C’est une expression de mécontentement rare en Erythrée, l’un des pays les plus fermés au monde. Une centaine de manifestants sont descendus dans les rues de la capitale, Asmara, mardi 31 octobre, pour réclamer la réouverture de l’école islamique Al-Diaa, fermée par le gouvernement fin octobre. Alors que les élèves, accompagnés de leur famille, se dirigeaient vers le centre-ville pour protester contre la fermeture de leur école, la police aurait tiré sur les manifestants. Peu d’éléments d’informations sont disponibles sur les circonstances de l’événement, mais plusieurs vidéos circulant sur les réseaux sociaux montrent des personnes fuyant les coups de feu dans les rues d’Asmara.

Selon Red Sea Afar Democratic Organization, un groupe d’opposition basé en Ethiopie, voisin et ennemi de l’Erythrée, la répression aurait fait 28 morts et plus de 100 blessés, dont de nombreux enfants. Mais ces informations n’ont pu être confirmées de manière indépendante. De son côté, l’ambassade américaine a mis en garde contre « des coups de feu en plusieurs endroits d’Asmara en raison de manifestations » et appelé « les citoyens américains à éviter le centre-ville où les manifestations semblent les plus importantes » dans un message d’avertissement, mercredi 31 octobre. « Les rues dans le centre-ville pourraient être fermées, et la police continue à maintenir une importance présence », a précisé l’ambassade.

Une semaine plus tôt, le directeur de l’école privée islamique Al-Diaa, le nonagénaire Haji Musa, très respecté dans la communauté musulmane d’Asmara, « a été arrêté avec ses professeurs le 27 octobre, qui sont détenus depuis dans la prison centrale d’Asmara », indique Awate, un site d’information proche de l’opposition. La fermeture de l’école fait suite à un projet du gouvernement visant à transformer toutes les écoles du pays en écoles publiques. Depuis quelques mois, les autorités cherchent ainsi à reprendre le contrôle des quelques écoles confessionnelles, musulmanes et orthodoxes, qui sont restées ouvertes malgré la décision officielle.

Appel à l’armée

« En Erythrée, la religion est un problème de sécurité nationale, explique Amanuel Ghirmai Batha, de Radio Erena, une station érythréenne basée à Paris. Ils veulent imposer la laïcité dans les écoles, supprimer les symboles religieux, et notamment le hijab. C’est particulièrement sensible dans la communauté musulmane car certaines familles refusent que leurs filles aillent à l’école sans voile. » Selon le journaliste de Radio Erena, qui détient un solide réseau de correspondants clandestins sur place, le gouvernement a déployé l’armée dans les rues d’Asmara et arrêté plusieurs manifestants, la plupart mineurs.
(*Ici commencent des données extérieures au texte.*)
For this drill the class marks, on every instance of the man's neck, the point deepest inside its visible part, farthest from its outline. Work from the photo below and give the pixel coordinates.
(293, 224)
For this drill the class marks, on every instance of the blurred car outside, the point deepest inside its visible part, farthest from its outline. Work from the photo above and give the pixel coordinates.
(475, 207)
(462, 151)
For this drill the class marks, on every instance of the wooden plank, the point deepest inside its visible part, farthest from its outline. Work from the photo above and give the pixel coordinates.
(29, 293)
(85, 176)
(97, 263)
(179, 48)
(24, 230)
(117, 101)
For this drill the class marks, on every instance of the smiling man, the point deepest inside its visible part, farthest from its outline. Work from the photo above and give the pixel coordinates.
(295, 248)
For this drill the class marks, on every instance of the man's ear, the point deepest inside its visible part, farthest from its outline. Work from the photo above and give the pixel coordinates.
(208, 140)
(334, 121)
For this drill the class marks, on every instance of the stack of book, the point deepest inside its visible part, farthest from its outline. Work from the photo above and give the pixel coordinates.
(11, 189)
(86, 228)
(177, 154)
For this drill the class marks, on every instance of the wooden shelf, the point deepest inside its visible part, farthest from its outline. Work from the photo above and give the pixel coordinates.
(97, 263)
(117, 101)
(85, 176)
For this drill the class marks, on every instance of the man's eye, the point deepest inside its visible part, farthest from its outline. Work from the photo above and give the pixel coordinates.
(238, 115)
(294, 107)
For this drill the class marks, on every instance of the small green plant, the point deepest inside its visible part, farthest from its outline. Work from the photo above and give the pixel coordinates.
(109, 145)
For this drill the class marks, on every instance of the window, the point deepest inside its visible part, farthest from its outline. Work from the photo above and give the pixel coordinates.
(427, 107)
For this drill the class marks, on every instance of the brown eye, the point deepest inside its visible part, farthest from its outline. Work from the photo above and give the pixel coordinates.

Une information niée par le gouvernement. Sur son compte Twitter, le ministre érythréen de l’information, Yemane Gebremeskel Meskel, a parlé d’une « petite manifestation par une école à Asmara », qui a été « dispersée sans qu’il y ait eu de victimes ». Le média d’Etat, Eri TV, décrit les manifestants comme des « terroristes », des « djihadistes ».

Pour Selam Kidane, la coordinatrice du projet Freedom Friday (« les vendredis de la liberté »), une initiative lancée en 2011 pour mobiliser la population contre le régime, « sans surprise, le régime veut faire passer ce mouvement pour une tentative d’affirmation de la communauté musulmane. Or toutes les religions sont concernées. Des chrétiens ont eux aussi participé à la manifestation et certains ont été arrêtés ». Et de conclure : « Tout cela montre que le gouvernement a peur. Il voit le potentiel des manifestations, c’est pour cette raison qu’il a fait appel à l’armée. »

Le régime érythréen, tenu d’une main de fer depuis 1993 par le président Issayas Afeworki, est l’un des plus répressifs au monde. En juin 2016, une commission d’enquête de l’ONU l’avait accusé de crimes contre l’humanité à grande échelle.